A região não existe, verdadeiramente, sem o contributo das artes e da cultura em geral. Assim, o atual momento comemorativo é excelente para se refletir e respeitar o passado de forma a preparar melhor o futuro, servindo simultaneamente a comunidade.
Que tal, no próximo espetáculo pirotécnico, na passagem de ano de 2016 para 2017, darmos já, as boas vindas às comemorações dos 600 anos de descoberta da Madeira? E estas comemorações, poderiam ser também o tema aglutinador do fogo de artifício de 2017 para 2018.
Obviamente, que devemos procurar parcerias para que se possa acolher projetos regionais, nacionais e internacionais, de forma a abrir as portas da Madeira, a um sem número de atividades de divulgação da cultura, com gentes das mais variadas formações e proveniências. Esperemos que se aposte numa celebração aberta ao público, aos artistas, às cidades, à região, ao país e ao mundo, dando a conhecer o que aconteceu, o que acontece e o que poderá acontecer numa perspetiva futura com a Madeira.

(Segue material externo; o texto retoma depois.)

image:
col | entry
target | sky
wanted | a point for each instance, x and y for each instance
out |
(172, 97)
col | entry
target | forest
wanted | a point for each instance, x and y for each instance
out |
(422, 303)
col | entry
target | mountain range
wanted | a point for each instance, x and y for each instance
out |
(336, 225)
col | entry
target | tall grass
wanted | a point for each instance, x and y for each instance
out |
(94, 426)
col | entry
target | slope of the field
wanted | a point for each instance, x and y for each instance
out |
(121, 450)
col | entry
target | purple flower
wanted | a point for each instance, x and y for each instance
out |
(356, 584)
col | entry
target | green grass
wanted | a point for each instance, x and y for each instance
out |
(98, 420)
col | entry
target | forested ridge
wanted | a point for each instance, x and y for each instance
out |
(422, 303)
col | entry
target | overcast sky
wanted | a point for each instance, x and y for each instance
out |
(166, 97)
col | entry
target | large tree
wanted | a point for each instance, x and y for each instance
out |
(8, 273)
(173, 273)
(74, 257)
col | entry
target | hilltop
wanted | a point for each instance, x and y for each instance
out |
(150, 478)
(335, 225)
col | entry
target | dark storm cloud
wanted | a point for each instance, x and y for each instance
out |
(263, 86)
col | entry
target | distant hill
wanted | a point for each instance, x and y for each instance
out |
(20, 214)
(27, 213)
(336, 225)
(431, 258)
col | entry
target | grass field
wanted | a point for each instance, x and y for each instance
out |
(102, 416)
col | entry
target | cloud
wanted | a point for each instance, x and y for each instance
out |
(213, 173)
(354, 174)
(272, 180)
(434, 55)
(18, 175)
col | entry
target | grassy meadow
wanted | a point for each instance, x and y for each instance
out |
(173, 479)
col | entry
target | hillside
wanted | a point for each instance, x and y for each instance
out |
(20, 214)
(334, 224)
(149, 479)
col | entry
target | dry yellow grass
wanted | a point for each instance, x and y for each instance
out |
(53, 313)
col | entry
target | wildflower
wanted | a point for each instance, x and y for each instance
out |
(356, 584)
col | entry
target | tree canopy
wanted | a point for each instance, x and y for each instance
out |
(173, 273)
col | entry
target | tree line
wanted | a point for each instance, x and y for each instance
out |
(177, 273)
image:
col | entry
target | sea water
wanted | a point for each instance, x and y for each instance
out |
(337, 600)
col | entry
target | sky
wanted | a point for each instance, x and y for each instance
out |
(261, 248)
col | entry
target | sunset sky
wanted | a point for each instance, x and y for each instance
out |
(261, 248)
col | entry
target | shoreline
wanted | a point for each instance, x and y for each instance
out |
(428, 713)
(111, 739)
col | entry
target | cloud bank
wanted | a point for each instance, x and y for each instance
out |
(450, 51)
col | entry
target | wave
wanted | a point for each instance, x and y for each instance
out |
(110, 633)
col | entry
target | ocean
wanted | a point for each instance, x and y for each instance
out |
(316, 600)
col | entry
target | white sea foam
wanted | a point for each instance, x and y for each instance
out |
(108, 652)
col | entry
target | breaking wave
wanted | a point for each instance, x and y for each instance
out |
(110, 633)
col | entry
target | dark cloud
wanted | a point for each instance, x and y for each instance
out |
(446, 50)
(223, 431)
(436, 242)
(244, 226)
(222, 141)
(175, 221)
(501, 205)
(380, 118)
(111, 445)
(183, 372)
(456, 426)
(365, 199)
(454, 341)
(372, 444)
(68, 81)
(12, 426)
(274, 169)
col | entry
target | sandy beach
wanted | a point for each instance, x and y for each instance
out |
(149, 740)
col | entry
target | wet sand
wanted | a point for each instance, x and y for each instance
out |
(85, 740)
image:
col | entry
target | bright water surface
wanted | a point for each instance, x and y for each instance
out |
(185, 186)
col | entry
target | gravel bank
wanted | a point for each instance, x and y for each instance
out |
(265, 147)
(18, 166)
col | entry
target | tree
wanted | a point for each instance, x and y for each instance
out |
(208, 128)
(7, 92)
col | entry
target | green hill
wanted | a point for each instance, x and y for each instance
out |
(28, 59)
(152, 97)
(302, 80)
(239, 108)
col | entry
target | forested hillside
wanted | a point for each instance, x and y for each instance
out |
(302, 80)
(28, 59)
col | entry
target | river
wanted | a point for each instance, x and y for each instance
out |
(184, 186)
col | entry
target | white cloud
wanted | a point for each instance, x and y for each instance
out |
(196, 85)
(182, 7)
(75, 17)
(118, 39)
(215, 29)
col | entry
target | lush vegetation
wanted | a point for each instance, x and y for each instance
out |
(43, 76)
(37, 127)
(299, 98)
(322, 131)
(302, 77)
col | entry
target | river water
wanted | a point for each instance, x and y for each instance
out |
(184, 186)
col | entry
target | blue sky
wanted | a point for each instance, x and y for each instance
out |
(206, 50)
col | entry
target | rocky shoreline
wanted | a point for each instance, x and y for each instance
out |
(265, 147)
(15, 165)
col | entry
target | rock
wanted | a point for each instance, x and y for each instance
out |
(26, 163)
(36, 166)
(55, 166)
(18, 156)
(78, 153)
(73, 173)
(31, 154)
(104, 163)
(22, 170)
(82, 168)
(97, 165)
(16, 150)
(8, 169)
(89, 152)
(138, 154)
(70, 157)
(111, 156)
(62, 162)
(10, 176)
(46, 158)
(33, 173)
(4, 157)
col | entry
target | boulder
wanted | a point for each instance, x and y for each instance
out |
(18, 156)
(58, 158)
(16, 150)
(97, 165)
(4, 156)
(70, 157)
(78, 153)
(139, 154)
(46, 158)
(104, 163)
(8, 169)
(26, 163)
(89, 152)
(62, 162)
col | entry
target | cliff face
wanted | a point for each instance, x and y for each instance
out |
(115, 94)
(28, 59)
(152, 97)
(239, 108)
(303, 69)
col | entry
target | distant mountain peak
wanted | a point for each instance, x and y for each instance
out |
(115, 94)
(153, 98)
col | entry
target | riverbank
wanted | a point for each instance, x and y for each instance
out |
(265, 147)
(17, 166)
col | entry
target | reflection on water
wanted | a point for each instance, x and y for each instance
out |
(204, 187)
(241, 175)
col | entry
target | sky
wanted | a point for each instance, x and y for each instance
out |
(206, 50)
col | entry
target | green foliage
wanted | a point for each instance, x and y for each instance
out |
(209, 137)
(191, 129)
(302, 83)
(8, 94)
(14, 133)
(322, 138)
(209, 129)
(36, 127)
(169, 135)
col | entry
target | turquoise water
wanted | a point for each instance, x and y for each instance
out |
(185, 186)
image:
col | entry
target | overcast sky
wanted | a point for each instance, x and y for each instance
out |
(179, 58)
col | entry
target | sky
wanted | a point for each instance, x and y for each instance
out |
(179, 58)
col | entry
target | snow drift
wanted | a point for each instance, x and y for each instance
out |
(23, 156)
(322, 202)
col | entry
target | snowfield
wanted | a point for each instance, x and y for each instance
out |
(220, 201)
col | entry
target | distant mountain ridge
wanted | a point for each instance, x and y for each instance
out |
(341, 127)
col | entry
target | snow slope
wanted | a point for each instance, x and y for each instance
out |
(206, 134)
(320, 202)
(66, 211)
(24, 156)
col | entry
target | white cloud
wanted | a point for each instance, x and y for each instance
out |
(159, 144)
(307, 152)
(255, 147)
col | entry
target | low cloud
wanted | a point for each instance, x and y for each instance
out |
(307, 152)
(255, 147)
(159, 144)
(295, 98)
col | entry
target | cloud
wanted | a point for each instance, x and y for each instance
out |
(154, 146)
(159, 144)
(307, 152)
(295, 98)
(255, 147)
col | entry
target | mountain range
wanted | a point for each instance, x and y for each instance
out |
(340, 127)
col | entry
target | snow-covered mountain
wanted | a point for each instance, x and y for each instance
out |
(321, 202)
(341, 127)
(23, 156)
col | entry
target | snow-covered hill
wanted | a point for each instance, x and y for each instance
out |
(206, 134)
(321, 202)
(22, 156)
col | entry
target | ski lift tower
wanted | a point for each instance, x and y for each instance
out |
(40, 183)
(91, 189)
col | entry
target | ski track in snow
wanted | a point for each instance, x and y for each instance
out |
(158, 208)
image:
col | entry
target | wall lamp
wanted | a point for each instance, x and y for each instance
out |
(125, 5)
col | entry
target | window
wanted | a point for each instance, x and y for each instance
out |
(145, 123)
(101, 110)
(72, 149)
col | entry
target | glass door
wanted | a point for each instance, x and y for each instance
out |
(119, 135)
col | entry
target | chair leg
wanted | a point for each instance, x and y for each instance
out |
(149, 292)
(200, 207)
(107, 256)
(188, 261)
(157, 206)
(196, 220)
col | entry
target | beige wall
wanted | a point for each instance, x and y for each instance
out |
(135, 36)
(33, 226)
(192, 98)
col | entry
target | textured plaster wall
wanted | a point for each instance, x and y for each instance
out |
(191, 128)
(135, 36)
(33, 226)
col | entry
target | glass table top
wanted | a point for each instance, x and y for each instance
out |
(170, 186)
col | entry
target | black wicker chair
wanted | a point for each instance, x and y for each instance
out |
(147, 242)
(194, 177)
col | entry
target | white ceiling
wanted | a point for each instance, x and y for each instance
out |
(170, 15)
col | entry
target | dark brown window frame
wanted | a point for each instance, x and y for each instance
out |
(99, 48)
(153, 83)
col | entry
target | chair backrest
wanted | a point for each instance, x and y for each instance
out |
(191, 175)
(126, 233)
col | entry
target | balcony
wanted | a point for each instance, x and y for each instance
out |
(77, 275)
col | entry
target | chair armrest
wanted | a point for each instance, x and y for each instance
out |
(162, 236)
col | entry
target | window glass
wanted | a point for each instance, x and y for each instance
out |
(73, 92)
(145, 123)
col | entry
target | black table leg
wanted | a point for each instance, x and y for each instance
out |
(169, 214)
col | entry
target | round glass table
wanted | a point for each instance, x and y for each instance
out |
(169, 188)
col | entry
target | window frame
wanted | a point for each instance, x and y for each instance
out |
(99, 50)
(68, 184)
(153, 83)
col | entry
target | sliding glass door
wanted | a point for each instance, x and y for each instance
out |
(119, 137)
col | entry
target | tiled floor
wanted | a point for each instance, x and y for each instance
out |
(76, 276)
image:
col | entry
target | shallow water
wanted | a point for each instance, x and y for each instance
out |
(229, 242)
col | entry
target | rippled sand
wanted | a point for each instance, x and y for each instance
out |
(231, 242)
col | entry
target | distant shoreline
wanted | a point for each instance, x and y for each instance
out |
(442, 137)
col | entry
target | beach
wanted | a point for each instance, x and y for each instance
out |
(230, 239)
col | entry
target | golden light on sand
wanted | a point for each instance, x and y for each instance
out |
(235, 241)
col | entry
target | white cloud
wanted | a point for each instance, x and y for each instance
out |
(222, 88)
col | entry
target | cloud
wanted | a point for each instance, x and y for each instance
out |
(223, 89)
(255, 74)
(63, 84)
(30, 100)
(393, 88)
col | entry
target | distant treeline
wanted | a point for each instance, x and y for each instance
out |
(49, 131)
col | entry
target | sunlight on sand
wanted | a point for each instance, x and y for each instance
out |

Realmente, 600 anos são muito tempo, daí, merece uma comemoração à altura, por exemplo, com uma performance realizada por obras que ocupem um território abrangente, com 600 intervenientes: criadores, artistas, autores, indo desde a dança, ao teatro, às artes plásticas, à música, ao folclore, à etnografia, ao cinema, à fotografia, à arquitetura, passando, inevitavelmente, pela literatura e ainda incluindo o artesanato com novas propostas para o uso moderno e contemporâneo, e até o video mapping em articulação com os cursos de Arte e Multimédia ou Ciências da Cultura da Universidade da Madeira.
Também, a participação de gestores culturais, artistas, produtores, estudiosos da cultura, escuteiros e escoteiros e demais interessados em geral, é muito importante, nestas comemorações para uma efetiva reflexão democrática sobre o desenvolvimento e a sustentabilidade da cultura.
Interessa mesmo que esta comemoração dos 600 anos da descoberta e povoamento da Madeira, seja um evento participado, crítico, enraizado na cultura local e simultaneamente aberto ao mundo, para um melhor conhecimento deste arquipélago formado pela Madeira, Porto Santo, Desertas e Selvagens.